I keep all these newspaper reports in a box under my bed. I’ve carried this box everywhere I’ve lived in the last ten years. Dad doesn’t know. He never knew I pulled the papers out of the bin after he threw them away without showing them to me. He never knew I carefully cut out each story and put it in a box. He never knew I’d lie awake at night crying over the things I overheard in the village said about my sister, all those gossips whispering in hushed voices about Bella being a troublemaker, some drunken hell-raiser.

I took the box to the police station once. Dad doesn’t know that, either. I tracked down the detective who’d questioned me in my hospital room, and a week after the inquest ruled Bella’s death an accident, I waved in front of him the stories that talked about a serial killer and screamed at him to do something, to find out the truth. Because, awful though the idea would be, I wanted to stop all that gleeful gossip, I wanted there to be some other explanation than a drunken accident in the woods.

I remember the pity on his face. He picked up all those newspaper cuttings from the floor after I’d let them drop and he smoothed them all out before putting them back in the box carefully and neatly. He was kind, I remember, but kind in the way you are to a distraught child, or a doddery old woman who’s forgotten where she lives.
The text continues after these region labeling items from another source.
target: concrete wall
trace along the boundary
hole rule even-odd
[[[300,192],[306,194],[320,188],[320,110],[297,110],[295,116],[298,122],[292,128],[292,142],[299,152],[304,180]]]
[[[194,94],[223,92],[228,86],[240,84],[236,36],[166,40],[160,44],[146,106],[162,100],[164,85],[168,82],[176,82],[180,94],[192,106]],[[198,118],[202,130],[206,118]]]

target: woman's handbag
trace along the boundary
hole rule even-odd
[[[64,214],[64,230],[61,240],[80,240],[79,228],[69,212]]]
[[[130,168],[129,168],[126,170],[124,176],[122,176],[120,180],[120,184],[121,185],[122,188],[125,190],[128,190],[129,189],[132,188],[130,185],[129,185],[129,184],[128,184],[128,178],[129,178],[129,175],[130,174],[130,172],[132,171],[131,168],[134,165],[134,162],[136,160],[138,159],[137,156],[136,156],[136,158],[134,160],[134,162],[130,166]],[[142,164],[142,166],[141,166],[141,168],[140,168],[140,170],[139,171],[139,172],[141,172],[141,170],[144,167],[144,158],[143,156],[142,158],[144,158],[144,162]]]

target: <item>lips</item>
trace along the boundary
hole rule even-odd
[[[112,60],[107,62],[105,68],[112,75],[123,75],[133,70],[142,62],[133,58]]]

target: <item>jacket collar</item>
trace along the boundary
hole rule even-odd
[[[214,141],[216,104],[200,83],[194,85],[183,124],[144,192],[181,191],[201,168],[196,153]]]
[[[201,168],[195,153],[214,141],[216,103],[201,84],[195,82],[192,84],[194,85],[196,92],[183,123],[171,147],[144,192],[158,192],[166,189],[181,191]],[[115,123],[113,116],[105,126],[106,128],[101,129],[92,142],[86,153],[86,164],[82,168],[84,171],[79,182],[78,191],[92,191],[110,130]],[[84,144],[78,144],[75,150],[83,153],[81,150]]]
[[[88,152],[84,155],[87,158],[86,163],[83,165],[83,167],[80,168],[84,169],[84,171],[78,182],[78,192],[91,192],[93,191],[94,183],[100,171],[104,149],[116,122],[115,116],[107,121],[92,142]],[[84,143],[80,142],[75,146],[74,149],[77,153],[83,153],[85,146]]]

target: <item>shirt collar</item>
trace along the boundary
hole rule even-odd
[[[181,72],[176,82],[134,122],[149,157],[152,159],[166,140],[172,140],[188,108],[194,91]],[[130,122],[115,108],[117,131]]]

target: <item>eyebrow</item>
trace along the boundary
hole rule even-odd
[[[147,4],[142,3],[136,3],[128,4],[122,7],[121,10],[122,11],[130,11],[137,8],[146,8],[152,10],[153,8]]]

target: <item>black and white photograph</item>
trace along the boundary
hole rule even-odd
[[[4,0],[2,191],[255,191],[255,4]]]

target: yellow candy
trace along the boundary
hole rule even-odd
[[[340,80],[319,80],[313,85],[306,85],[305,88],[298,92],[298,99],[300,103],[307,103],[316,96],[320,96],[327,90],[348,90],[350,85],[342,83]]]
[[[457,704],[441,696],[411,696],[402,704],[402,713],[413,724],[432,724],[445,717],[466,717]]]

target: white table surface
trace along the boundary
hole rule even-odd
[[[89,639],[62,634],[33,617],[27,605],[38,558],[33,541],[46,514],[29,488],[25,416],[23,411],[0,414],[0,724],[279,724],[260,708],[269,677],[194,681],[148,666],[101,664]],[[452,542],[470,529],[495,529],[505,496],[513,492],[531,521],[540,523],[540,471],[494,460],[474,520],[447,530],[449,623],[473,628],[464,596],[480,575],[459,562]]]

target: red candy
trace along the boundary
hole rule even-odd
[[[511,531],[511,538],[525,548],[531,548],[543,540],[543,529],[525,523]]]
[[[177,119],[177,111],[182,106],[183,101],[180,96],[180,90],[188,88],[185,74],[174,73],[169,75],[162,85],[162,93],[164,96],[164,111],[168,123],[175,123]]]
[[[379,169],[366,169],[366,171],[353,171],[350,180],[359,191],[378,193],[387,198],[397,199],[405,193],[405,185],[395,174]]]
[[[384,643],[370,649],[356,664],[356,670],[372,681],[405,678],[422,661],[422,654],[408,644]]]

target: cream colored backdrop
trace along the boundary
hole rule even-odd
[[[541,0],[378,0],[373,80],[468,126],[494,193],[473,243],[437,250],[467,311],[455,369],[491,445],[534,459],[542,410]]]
The inquest said it was an accident so an accident it was. Case closed. He put the lid on the box and sent me away, and I don’t think I’ve opened the box since. As my grief grew less sharp edged, I burned with humiliation and tucked the box farther away under the bed to gather more dust, telling myself he was right, the inquest findings were right, everyone was right. It was an accident.